Sunday, March 25, 2012

tilda, rachael & Will

It's getting to the point that there are precious few current films worth seeing, let along discussing. The title of Glenn Kenny's inspired non-review of Gary Ross's "The Hunger Games" says it all: "From Hunger." (But exactly why is everyone else so excited about this movie which, it seems to me, is a triumph of marketing, not filmmaking?)

Anyway, three titles, about which no one seems to care, are worth recommending nevertheless.

First, there's Lynne Ramsay’s “We Need to Talk About Kevin,” a deliciously demented film with Tilda Swinton as the mother of an evil spawn - an awful teenage son who goes berserk and traps a bunch of kids in the school gym (à la "Carrie") and kills them with his bow and arrows (à la "The Hunger Games").

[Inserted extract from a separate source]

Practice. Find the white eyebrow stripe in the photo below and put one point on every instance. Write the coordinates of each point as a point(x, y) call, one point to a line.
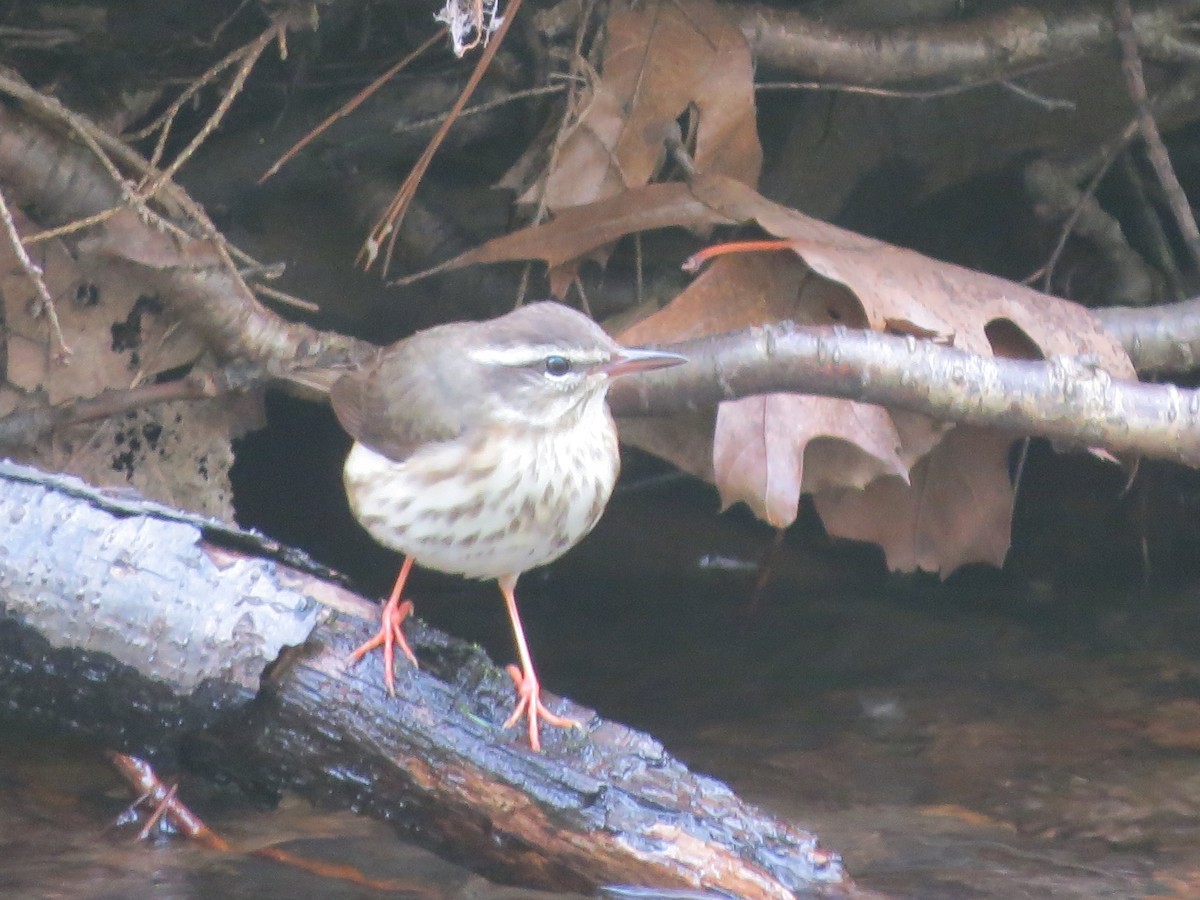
point(529, 355)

The film, which traces the steps of Kevin from screaming infant to obstinant toddler to aforementioned awful teen - is being sold as a social statement on disturbed kids waiting to explode but it's really a horror film about the hazards of breeding. Question: Did Swinton receive an Oscar nomination for this? Who remembers? Who cares? Still, she deserved one. Next up is Robbie Pickering’s raggy "Natural Selection," about Linda, a barren Christian woman whose hypocrite husband piously refuses to have recreational sex with her (ah, there Rick Santorum!) but has no problem jerking off to religious pornos at the local sperm bank.

When the prig has a stroke during an ejaculation, his betrayed wife finds out about her hubby's favorite pasttime - and the fact that he sired at least one nameless kid, a boy who is now a grown man. Linda decides to track down the kid and what follows is a road film of self-discovery, self-fulfillment and, yes, sexual awakening.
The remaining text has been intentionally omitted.